Saturday, October 26, 2013

My Delhi Manifesto: Fix the Broken Windows

Chandigarh is the city beautiful of India, and rightly so. This city never ceases to amaze us because of its near-perfect planning, thanks to the genius of Le Corbusier. As a child I used to wonder what makes the city of Chandigarh different from its close neighbours like Mohali, Ambala, or Ludhiana, and Jullundhar.

No doubt planning of the city is one big factor but there is something more than planning to the calm and beauty of Chandigarh. But you look around, no traffic hassles, no encroachments, no black-marketing, and Chandigarh looks like a no-nonsense city. 

Is this just planning? For a country like India, just planning wouldn't suffice. It is implementation of the laws that makes Chandigarh a good and love-able city.

For instance, take the case of the Police Traffic Management. The Mohali, or Ambala, or Chandigarh Police recruit the same fellows. They have the same grade-pay yet we can see the difference between the traffic management of these cities.

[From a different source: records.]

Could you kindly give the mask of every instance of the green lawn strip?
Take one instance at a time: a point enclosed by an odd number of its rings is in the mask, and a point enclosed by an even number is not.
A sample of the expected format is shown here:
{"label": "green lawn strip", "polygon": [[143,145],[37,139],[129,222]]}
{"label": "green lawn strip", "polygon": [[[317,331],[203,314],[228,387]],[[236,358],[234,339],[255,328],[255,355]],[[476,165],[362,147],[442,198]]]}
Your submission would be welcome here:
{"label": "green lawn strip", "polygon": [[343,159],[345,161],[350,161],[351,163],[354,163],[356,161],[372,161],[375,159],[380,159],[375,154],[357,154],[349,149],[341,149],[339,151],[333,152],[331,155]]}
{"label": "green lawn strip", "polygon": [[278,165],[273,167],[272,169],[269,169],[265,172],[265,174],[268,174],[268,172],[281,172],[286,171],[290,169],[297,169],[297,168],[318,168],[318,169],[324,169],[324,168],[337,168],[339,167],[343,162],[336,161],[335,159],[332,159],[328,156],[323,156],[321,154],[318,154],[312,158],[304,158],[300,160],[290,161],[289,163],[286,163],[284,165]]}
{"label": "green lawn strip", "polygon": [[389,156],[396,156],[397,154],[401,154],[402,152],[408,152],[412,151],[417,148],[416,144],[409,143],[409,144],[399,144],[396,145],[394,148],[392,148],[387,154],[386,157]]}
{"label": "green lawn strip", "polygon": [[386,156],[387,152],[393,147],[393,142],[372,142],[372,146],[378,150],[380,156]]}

Same people, different modus-operandi. 

While in Chandigarh you can't even think about driving a two-wheeler without a helmet. At the same time, driving a two-wheeler with helmet in other cities is considered old-fashioned, cops included. 

Same goes true for seat belts, over-speeding, and every other nuisance which looks like a Cancer grown beyond cure in other cities adjacent to Chandigarh.  So it can't be just planning. It is more about implementation

It's more about nipping the evil in the bud. 

It's more about fixing the Broken Windows to avoid theft. Fixing the Broken Windows will require us to challenge our comfort zone but that would save our time and energy.

That's what Delhi Manifesto must look like. Fix the Broken Windows first. Nip the Evil in the bud. If a young lad is driving without helmet or indulges in drunken driving, call his parents. Get him involved in traffic management. Set the record straight.

If an auto-guy is overcharging his passengers or misbehaving with them, make it mandatory for him to take the passenger for free.

If a chemist is selling fake drugs, cancel his license. This will end the problem of fake suppliers as well as fake sellers.

This will certainly mean employing manpower and resource allocation but that is far better than fighting your own people in the Ramlila Maidan. And certainly much better than getting your daughter raped and kids killed in mid-day meal programmes.  

And there has got to be stricter rules for public as well. With freedom come responsibilities and if someone is shying away from his/her responsibility, he is actually committing a sin.

Sadly and truly, we the Indians understand the language of constant monitoring and fear. Install CCTV’s, send challans to home and we will start behaving responsibly instantaneously.

If I were to add value to the Delhi Manifesto, I would include the following policy to be implemented strictly.

Education Awareness: There is a difference between education and being literate. What we need today is education. The entire country, Delhi included. Educate the young ones, the teenagers; make them responsible for what they do. Bring accountability into the picture. If a young kid is educated, he will understand that nationality doesn't mean Pakistan bashing only but it also means no honking on the streets, keeping the cities and streets cleaning, and a lot more.